A recent appearance by Mark Zuckerberg on the Joe Rogan podcast provides a great explanation of how classifiers, confidence levels, and precision work with machine learning algorithms. He also explained how adjusting trust can impact the amount of collateral damage caused when updates are rolled out. And if you replace “social” with “search,” Zuckerberg could be talking about a major update to Google’s algorithm.
I recently listened to the Joe Rogan podcast with Mark Zuckerberg, CEO of Meta, to hear Mark’s thoughts on AI, augmented reality, the future of social media, etc. Although Mark discussed topics related to social media extensively, there was one part that particularly stood out to me from an SEO perspective. Mark talked about building systems to identify harmful content, building classifiers to identify that content, and then levels of precision (and how that can impact collateral damage).
He explained how this works clearly and succinctly, and I immediately thought it could help website owners better understand how machine learning classifiers work for search. And from Google’s perspective, it could help site owners and SEOs understand why some sites affected by major algorithm updates probably shouldn’t be affected.
Over time, there have been some famously punitive Google algorithm updates that used classifiers to identify sites that were problematic from a quality perspective. And yes, there was collateral damage along the way. Understanding how classifiers work in machine learning highlights the challenge for Google to algorithmically catch bad actors while highlighting the frightening reality of collateral damage. And this collateral damage can be devastating for affected website owners. I’ll cover more about this later in this post.
First, I’m providing Mark’s video clip below. Then I’ll explain how this impacts SEO, Google’s algorithm updates, and some of the most famous punitive algorithm updates Google has released over time. I’ll also explain how this relates to Google’s extensive core updates, which typically roll out four to five times per year and can have a big impact on search visibility across all sites.
The video clip: Classifiers, confidence levels and collateral damage.
Below, at 30:45 in the video, Mark discusses the challenges of building systems and classifiers to target dangerous content. For website owners and SEOs out there, you can swap “dangerous content” for any type of quality issue that Google wants to address from a machine learning perspective. For example, “unhelpful content” or “spam content”.
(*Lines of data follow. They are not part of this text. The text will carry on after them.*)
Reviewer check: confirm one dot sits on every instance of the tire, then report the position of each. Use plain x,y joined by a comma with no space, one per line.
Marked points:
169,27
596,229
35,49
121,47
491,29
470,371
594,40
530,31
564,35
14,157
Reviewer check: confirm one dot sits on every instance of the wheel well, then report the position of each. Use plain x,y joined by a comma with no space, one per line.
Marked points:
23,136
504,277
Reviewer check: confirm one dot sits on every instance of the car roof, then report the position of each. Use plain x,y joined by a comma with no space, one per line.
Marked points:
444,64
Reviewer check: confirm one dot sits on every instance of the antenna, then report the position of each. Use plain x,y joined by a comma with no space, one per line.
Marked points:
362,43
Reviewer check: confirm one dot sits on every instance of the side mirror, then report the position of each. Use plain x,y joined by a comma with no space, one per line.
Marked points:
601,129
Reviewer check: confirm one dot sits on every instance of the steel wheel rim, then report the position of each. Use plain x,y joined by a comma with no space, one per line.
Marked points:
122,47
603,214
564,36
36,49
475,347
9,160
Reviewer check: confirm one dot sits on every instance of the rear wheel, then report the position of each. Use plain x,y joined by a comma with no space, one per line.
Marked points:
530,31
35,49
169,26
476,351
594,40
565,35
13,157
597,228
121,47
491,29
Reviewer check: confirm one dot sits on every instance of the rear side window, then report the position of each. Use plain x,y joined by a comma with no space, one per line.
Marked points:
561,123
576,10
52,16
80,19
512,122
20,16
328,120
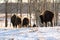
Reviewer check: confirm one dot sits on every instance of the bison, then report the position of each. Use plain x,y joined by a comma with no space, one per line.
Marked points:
47,17
15,20
25,22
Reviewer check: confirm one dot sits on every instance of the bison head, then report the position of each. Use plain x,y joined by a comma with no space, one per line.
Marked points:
41,18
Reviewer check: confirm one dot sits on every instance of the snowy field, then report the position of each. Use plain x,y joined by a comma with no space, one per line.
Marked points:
36,33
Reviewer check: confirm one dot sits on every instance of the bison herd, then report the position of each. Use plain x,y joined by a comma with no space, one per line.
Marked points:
47,16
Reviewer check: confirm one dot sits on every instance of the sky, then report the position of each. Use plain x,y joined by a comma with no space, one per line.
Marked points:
14,1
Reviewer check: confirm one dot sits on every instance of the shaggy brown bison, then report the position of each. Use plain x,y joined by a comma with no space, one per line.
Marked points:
47,17
25,22
15,20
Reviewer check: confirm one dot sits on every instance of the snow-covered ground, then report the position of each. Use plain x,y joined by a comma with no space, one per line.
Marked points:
36,33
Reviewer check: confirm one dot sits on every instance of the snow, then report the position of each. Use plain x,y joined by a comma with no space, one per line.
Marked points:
33,33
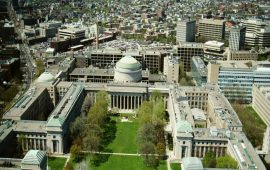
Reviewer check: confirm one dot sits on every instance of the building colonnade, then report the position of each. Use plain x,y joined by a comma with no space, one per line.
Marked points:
125,102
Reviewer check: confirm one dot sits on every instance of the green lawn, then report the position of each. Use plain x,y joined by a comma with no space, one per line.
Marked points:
56,163
116,162
175,166
125,140
253,126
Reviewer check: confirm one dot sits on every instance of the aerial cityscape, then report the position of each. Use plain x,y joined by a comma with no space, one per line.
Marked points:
134,85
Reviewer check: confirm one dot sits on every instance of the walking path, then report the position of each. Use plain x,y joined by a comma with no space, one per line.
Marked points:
121,154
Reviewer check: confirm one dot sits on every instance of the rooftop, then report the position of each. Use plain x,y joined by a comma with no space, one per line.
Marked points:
34,157
62,110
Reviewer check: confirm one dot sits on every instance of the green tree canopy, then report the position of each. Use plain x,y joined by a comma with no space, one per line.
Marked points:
209,160
226,162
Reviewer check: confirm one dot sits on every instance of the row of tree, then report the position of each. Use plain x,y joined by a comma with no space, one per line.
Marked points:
210,161
150,137
184,79
89,132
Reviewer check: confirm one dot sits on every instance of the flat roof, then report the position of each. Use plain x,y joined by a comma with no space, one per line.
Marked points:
62,110
214,44
23,103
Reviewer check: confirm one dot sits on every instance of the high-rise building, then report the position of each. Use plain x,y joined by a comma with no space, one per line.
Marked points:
171,69
188,50
236,78
211,29
257,33
185,31
237,38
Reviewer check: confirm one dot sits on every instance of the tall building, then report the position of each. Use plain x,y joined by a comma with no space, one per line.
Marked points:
69,33
185,31
171,69
236,78
237,38
188,50
257,33
211,29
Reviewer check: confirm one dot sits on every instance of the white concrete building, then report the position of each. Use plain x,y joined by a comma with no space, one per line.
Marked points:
185,31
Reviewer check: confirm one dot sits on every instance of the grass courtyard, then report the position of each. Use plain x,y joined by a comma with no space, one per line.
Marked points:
253,126
124,142
125,162
56,163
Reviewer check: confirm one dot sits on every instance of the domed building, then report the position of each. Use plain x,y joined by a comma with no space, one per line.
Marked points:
128,69
45,77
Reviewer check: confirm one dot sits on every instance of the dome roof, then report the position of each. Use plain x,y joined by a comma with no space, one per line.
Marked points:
46,77
128,62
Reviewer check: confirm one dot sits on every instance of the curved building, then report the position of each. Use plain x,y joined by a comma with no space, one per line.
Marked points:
45,77
128,69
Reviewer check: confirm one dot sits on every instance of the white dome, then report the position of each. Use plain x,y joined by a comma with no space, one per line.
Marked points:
128,69
128,62
46,77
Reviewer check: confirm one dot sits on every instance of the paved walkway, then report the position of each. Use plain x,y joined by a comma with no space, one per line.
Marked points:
121,154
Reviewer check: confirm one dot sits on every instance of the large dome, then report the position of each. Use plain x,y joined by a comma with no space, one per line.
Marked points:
128,62
46,77
128,69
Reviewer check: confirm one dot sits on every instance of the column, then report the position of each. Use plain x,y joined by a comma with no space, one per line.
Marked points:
128,99
217,152
135,102
117,101
35,145
125,102
26,144
114,103
195,151
111,102
132,106
120,102
44,145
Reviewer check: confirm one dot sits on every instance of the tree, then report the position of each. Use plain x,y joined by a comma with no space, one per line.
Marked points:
160,148
77,128
69,166
75,151
209,160
226,162
147,149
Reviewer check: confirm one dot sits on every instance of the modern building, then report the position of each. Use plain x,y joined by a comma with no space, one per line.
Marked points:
201,119
49,29
236,78
257,33
69,33
105,58
222,135
185,31
237,38
127,69
211,29
185,51
171,69
214,50
198,70
242,55
261,102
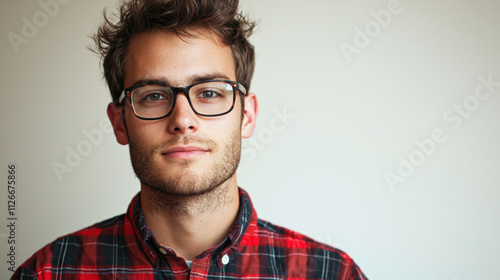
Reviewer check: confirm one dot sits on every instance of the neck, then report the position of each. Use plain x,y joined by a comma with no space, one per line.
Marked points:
191,225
How this affects SEO and Google algorithm updates.
As you can see from Mark’s comments, there is always a battle between trust levels and collateral damage. For example, if you have a 99% confidence level on a classifier, you may only be removing a small percentage of low-quality content (or whatever problem you’re targeting). However, if you lower the confidence level to, say, 90%, you may be able to catch 60% of low-quality content, but there will be a lot more collateral damage.
And even at 90% confidence, that means 10% of reported sites (and potentially affected by an algorithm update) could represent collateral damage. And if you multiply that across all sites on the web or within a category that could be targeted, that could result in many sites being affected by an algorithm update that may not be a problem.
If you think about big algorithm updates of the past like Panda, Penguin, Product Reviews Updates (PRU), and the Helpful Content Update (HCU), they all used classifiers. Google’s Pirate algorithm also uses a classifier and, as far as we know, this update is still running regularly. While we don’t know the level of trust Google has demonstrated over time with these systems and updates, there have clearly been instances of collateral damage.
The most recent example of this is the helpful September 2023 content update, or what I call HCU(X). Google even told some YouTubers who were severely affected by this update that there was nothing wrong with their sites. Note that Google is not saying that ALL of the sites affected by the helpful September 2023 content update were fine, only that some were collateral damage.
Then, with the March 2024 comprehensive core update, Google integrated the HCU into its core ranking systems, removed the classifier, and declared that multiple core systems now evaluate the usefulness of content. Unfortunately, many of these sites impacted by the HCU(X) in September 2023 have still not recovered significantly (or have recovered over a longer period of time). Some rose sharply during major core updates, only to decline again with subsequent algorithm updates.
For example, here’s a site that was heavily impacted by the HCU(X) action in September, which rose sharply during subsequent core updates, only to fall back a bit.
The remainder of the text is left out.